Варфоломей медленно, с достоинством, поднялся, степенным шагом пересек комнату, отпер дверь, высунул голову в проем, медленно внимательно поглядел по сторонам, а затем и на небо. Убрал голову обратно, закрыл дверь изнутри. Подошел в уголок к красиво обставленному изображению Матери-Богородицы с ребенком и осла. Склонил голову. Пробормотал в бороду: "Прости нас, матушка". Взял икону уложил ее лицом на лежащую тут же атласную подушечку и накрыл бархатным красным одеяльцем. Затем чинно прошествовал обратно в угол, откуда начал свое путешествие. Почесал бороду, прищурился глядя прямо Василь Семенычу в глаза и издал протяжное:
— Ну-у-у...
— Вот все расчеты сколько и когда надобно, Фуша.

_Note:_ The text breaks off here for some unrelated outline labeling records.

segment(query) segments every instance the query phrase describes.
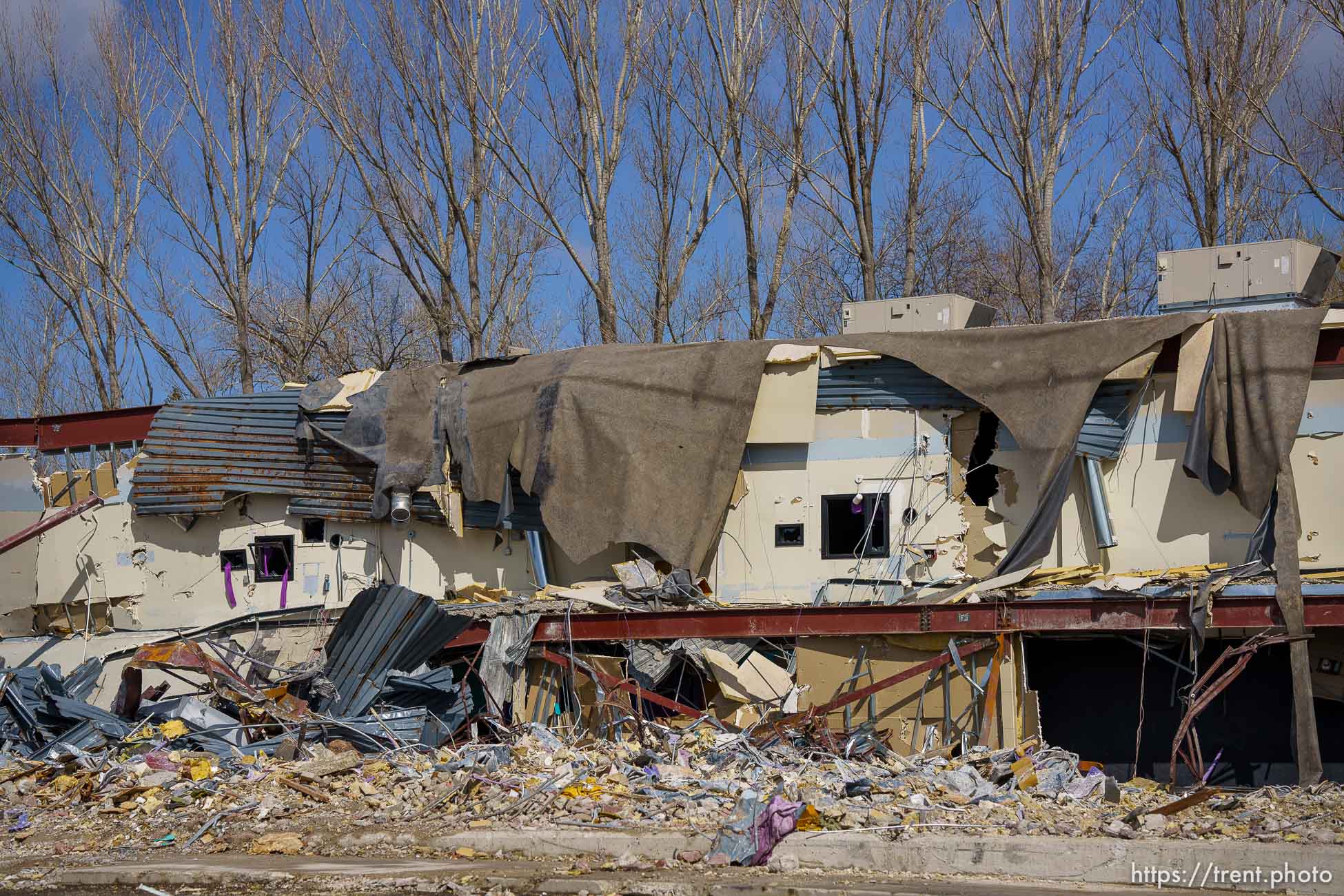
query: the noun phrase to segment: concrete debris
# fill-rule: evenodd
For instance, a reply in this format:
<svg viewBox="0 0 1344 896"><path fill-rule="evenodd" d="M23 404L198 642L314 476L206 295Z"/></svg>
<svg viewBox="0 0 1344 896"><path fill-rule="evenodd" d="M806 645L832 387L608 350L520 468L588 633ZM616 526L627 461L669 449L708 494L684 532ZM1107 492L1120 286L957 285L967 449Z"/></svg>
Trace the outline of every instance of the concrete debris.
<svg viewBox="0 0 1344 896"><path fill-rule="evenodd" d="M707 852L676 858L767 865L794 832L1275 842L1344 836L1344 787L1336 785L1265 787L1160 814L1156 807L1171 803L1156 782L1116 783L1110 802L1105 775L1090 767L1081 774L1077 756L1036 742L973 747L960 758L874 748L844 759L797 729L761 739L706 720L645 721L637 736L564 739L520 724L495 727L493 743L410 742L379 754L301 737L297 748L310 758L285 760L265 751L202 752L192 732L169 737L167 728L146 725L43 759L0 755L0 805L16 854L54 845L327 854L356 841L410 845L426 833L571 826L718 832ZM781 858L770 868L792 866Z"/></svg>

Варфоломей взглянул на протянутые ему бумаги, достал четки, что-то про посчитал про себя и неторопливо отвернул голову в окошко.

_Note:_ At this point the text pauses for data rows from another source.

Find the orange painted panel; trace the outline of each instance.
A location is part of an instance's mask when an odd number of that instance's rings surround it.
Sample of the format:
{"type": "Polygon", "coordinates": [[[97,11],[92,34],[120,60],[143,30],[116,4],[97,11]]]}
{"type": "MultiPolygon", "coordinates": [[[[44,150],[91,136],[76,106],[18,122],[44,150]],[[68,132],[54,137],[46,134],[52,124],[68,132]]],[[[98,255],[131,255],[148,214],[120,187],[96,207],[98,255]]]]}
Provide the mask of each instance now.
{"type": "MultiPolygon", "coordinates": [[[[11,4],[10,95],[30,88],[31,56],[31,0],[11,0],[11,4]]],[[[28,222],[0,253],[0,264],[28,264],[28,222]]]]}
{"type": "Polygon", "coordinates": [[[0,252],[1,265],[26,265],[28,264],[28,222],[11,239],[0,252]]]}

Василь Семеныч ждал. Варфоломей ждал в ответ. Василь Семеныч стал ждать немного сильнее. Варфоломей, не поворачивая головы, скосил глаз на собеседника, увидел его ожидание, поднял руку к лицу и прикрылся от вопрошающего взгляда тыльной стороной ладошки.
— Варя. — не выдержал через три минуты Василь Семеныч.
— Ммм? — раздалось скучающее из-за ладошки.
— Ты попомни, Варенька, на чьи финансы эта ваша богодельня существует, Варюша. Я ведь страдать-то долго не стану. Время лихое придет - ручеек-то и высохнет.
— Блядь - гулящая женщина. — не стерпел наконец батюшка, — ты поди епанулся на старости. Да, Семеныч? Ты количества видел? Сам ведь поди считал? Где?! Где я спрашиваю, блять, прости матушка, я столько возьму?
— Надо, Варфоломей.
— Нету у меня столько. Ну нету свободного. Вообще нету. Все в производство вложено.
— Варфоломей.
— Как я тебе из производства вытащу. Все по прихожанам же. Они же вон какие все ученые. Им теперь дозы - страшно представить какие нужны. А выхлопу капелюську. А наверх я сколько отдаю. А наместнику уходит - ты и вообразить не сможешь, голова твоя садовая.
— Айяйяй, Варфоломей.
— 50.
— Золотом?
— Процентами, дурень.
— С дохода чистого.
— С предприятия твоего.
— 30.
— В доме Господнем...
— 40.
— ...базар устроил, идолище поганое.
— 45 и яички.
— Накой яички твои. Крутить их?
Василь Семеныч замолчал. Делать Семенычу больше было нечего.
— Канонизируй, а?
— Дурень, блять.
— Обещал ведь.
— 50.
— Хорошо, Варфоломей, не больше.
— И Андрейку.
— Андрейку не дам.
— Бог с тобою. По рукам, идолище.
На том они и порешили. Семеныч радостный, отправился восвояси по своим купеческим делам. Варфоломей поставил икону на место. Погладил шестиугольное распятие. Взял в плошку со стола миро из чашечки рядом и пару яичек из принесенных Василием. Добрел неспешно до исповедальни. Отпер ее. Отпер дверь в погреб прямо в полу исповедальни. Зычным голосом позвал:
— Катерина.
Шлепанье босых ног монашки Катерины по мокрому полу материализовалось в улыбающееся грязное, неаккуратное лицо. - Фильтры где, за ногу тебя? - сурово спросил дьякон. Монашка кинулась обратно в темноту, вернулась секунду спустя с наполненными чаяниями, покаяниями, надеждами и чистейшим героином фильтрами. Бережно отдала их Варфоломею. Тот сунул фильтры в карман, достал взамен яички. Аккуратно и с теплотой передал яички и миро Катерине.
— Держи, вот, гостинцев. — дождался пока Катерина, кланяясь уйдет в темноту погреба. Запер его. Кряхтя поднялся, поправил бандажи и ремни исповедальни. Проверил механический Исповедальник. Подул в его трубку. Затем удовлетворенный осмотром вышел из исповедальни и запер ее.
— Будут тебе и опиум для коровок и амуры с херувимами. - Непонятно кому сказал дьякон Варфоломей и отправился готовиться к вечерней службе.